To automate this step I like to link the IPython folder into a Dropbox folder 
so that all the configuration files are automatically copied/updated on 
the different machines. 

Setup the "slave" machine
-------------------------

Also on the machine in which we run the computation it's useful to create
a profile (only the first time), with the same command as before:

    ipython profile create --parallel --profile=parallel
	
A new set of configuration files is created in
IPYTHONDIR/profile_parallel.

We can start a computation engine with the ipengine command, specifing the
path of the ipcontroller-engine.json file:

    ipengine --profile=parallel --file=C:\Data\user\software\Dropbox\ipython\profile_parallel\security\ipcontroller-engine.json
	
or, we can write the file name in the configuration file so we don't need
to write it every time.
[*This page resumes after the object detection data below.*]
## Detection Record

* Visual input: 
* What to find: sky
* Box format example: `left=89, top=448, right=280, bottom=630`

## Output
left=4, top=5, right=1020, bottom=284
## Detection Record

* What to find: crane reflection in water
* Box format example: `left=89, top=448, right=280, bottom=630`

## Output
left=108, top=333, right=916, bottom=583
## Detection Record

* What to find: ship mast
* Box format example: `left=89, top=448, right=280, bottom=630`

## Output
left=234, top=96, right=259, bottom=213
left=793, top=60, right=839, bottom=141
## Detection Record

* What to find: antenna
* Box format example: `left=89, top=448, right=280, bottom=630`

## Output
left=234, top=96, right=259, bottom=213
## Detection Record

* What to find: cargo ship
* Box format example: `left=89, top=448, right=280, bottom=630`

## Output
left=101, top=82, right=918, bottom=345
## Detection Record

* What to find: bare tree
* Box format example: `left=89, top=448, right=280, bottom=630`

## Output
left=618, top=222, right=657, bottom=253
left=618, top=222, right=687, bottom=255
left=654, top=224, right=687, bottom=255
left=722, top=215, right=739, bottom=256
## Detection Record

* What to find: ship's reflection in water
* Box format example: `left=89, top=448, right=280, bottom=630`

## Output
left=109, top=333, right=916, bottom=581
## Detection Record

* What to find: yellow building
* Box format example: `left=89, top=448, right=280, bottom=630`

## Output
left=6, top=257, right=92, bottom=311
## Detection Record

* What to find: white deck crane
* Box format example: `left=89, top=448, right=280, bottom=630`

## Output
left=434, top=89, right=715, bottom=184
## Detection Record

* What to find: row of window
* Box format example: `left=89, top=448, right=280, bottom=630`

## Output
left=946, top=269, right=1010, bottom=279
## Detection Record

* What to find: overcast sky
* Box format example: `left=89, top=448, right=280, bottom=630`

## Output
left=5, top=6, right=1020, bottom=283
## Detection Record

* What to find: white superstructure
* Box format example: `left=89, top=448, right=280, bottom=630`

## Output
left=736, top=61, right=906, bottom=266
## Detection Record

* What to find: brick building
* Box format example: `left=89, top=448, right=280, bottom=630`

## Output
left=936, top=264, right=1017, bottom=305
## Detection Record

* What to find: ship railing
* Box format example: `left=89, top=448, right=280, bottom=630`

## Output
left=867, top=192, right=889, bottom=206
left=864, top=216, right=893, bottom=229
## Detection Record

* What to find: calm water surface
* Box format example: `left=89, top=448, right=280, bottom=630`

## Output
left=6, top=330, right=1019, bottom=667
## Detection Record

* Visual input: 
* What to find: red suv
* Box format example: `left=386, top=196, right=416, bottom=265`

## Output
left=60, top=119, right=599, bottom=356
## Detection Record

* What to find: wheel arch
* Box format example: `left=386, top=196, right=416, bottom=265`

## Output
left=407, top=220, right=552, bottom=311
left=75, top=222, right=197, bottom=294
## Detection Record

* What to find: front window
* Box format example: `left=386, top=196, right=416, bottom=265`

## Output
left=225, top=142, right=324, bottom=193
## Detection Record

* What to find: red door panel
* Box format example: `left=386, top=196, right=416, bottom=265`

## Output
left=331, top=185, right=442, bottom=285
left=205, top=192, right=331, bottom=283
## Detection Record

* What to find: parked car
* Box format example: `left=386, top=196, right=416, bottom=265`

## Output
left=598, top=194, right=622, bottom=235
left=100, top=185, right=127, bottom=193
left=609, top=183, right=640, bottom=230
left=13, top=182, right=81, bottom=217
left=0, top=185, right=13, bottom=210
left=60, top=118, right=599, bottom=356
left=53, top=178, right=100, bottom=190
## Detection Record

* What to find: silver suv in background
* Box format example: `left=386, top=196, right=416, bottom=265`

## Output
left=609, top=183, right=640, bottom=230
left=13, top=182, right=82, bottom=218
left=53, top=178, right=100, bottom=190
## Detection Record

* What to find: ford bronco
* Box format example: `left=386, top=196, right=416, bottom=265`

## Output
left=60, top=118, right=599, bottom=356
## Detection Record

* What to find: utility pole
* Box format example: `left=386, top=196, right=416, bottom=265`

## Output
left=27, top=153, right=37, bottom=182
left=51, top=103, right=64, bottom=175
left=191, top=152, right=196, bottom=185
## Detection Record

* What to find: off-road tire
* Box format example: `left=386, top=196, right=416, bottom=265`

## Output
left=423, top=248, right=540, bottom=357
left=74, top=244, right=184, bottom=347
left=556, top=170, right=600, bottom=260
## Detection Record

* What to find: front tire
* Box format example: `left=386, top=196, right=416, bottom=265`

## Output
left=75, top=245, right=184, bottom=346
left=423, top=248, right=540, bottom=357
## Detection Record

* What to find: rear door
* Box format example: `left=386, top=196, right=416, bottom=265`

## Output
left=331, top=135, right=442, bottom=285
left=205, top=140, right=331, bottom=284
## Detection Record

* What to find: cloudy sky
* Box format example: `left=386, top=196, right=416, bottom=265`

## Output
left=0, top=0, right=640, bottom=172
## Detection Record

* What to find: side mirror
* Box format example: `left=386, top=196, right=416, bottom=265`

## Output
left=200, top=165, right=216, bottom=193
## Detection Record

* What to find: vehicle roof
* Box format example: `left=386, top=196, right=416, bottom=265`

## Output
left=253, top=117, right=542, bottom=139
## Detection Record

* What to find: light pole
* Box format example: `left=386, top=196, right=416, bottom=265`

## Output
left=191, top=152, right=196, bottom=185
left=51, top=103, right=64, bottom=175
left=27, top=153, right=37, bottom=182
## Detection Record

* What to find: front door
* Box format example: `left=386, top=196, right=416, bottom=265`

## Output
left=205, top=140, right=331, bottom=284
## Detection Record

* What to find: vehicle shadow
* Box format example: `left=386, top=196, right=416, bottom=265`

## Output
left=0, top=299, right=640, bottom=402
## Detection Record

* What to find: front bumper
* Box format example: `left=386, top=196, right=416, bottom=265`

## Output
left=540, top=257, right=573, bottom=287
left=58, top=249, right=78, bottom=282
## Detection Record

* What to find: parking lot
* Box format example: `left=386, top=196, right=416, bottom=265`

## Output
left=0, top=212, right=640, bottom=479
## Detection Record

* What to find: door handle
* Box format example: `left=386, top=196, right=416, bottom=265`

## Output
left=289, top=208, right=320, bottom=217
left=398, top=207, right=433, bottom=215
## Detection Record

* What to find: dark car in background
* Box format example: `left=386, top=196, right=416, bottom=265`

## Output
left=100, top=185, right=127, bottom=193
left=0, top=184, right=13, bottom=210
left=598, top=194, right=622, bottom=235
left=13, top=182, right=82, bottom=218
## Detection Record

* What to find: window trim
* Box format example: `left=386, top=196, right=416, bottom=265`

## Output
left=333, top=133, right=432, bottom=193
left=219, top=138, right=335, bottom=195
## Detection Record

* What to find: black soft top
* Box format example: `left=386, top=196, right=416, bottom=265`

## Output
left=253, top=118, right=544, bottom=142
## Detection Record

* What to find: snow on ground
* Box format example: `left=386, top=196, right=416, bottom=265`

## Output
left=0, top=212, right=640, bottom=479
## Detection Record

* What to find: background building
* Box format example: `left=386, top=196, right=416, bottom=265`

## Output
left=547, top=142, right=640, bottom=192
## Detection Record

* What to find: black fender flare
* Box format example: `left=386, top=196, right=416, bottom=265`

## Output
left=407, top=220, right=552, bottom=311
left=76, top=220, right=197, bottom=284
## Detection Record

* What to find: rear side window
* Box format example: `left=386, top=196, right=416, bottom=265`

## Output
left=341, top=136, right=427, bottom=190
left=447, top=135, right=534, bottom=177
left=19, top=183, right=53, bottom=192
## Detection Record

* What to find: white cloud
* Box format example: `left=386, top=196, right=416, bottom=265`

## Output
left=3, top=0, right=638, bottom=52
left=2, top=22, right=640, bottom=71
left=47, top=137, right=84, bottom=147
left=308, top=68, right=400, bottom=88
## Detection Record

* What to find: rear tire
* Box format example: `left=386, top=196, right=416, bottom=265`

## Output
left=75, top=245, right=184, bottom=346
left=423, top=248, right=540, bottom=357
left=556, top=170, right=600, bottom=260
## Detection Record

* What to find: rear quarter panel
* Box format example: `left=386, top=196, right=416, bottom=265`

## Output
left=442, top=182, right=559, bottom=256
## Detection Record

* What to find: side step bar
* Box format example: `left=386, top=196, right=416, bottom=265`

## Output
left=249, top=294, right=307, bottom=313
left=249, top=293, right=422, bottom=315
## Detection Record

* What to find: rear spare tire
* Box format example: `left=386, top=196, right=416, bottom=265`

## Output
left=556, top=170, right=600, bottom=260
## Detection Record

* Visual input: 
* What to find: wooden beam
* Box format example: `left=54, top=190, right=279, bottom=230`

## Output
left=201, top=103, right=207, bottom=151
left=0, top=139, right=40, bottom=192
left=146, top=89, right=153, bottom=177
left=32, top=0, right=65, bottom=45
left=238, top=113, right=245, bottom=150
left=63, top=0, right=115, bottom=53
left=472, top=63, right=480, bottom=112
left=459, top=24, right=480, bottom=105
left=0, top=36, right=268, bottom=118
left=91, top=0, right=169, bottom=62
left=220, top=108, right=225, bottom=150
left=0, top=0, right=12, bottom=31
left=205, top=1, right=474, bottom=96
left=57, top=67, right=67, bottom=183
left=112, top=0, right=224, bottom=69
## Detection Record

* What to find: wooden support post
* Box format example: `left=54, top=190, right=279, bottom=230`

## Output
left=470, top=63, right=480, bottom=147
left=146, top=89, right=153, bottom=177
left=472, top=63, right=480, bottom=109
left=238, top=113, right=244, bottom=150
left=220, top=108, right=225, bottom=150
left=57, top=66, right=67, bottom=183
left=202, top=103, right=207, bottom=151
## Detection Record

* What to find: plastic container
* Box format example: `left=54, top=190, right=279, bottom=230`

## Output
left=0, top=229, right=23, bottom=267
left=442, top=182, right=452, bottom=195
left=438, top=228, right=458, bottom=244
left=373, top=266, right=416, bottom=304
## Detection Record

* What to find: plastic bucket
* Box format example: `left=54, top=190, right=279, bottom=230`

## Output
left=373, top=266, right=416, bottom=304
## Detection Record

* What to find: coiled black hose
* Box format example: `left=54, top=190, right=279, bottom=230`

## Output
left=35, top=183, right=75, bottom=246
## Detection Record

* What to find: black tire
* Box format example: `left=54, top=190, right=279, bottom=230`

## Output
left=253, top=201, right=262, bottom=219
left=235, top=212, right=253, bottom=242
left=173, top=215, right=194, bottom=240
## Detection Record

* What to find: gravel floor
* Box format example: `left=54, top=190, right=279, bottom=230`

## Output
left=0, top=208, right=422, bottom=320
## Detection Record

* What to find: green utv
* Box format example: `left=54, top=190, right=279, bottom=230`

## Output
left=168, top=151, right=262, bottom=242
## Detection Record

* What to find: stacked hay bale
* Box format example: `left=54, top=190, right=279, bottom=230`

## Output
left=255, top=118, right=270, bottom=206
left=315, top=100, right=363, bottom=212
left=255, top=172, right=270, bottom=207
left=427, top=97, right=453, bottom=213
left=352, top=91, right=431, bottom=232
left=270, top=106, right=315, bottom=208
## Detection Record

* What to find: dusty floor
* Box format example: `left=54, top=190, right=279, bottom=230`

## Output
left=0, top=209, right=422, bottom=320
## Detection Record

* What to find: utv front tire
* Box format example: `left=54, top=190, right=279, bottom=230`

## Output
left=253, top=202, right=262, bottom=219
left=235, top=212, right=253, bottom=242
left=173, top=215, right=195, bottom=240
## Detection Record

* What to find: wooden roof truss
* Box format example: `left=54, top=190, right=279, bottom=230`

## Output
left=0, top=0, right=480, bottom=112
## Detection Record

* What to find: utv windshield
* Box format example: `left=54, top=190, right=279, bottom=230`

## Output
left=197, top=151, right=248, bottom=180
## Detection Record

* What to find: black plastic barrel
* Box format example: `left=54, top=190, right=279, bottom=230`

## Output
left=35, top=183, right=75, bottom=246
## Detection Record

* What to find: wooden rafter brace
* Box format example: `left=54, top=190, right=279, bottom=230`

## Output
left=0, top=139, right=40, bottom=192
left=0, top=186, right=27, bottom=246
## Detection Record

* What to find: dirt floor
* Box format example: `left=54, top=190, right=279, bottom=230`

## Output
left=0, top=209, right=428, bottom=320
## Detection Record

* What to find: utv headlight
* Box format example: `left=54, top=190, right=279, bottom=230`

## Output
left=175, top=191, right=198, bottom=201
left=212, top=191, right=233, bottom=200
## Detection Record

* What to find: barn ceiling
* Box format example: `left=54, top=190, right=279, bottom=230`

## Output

To do so, edit the file ipengine_config.py
found in the previously created profile folder (IPYTHONDIR/profile_parallel).
Find the line:

    #c.IPEngineApp.url_file = u''
	
remove the trailing # and write the ipcontroller-engine.json path, in our
example:

    c.IPEngineApp.url_file = u'C:\Data\user\software\Dropbox\ipython\profile_parallel\security\ipcontroller-engine.json'
	
Now to launch an engine simply type:

    ipengine --profile=parallel
	
It is suggested to launch as many engine as the number of cores. To launch
a second engine open a new terminal and type again the command, and so on.

To add another machine for computation just repeat the previous steps.

Launching the simulation
========================

Once the cluster is started (either in a single machine or on multiple 
machines) we are ready to launch a simulation.

On the controller machine start an IPython QtConsole or an 
IPython notebook using the profile "parallel":

    ipython qtconsole --profile=parallel
   
or 

    ipython notebook --profile=parallel

Then do:

from IPython.parallel import Client
rc = Client()
rc.ids

the last command shoud print the number of engines that were started.

Alternatively, if you have a qtconsole or notebook already started without
the profile parallel you can simply specify the path of the file
that contains the clients (engines) information. This file is 
ipcontroller-client.json (not -engines as before!) and is located in the 
profile folder. 

This trick is used by the PyBroMo notebooks so you don't need
to restart the notebook server after you launch the cluster.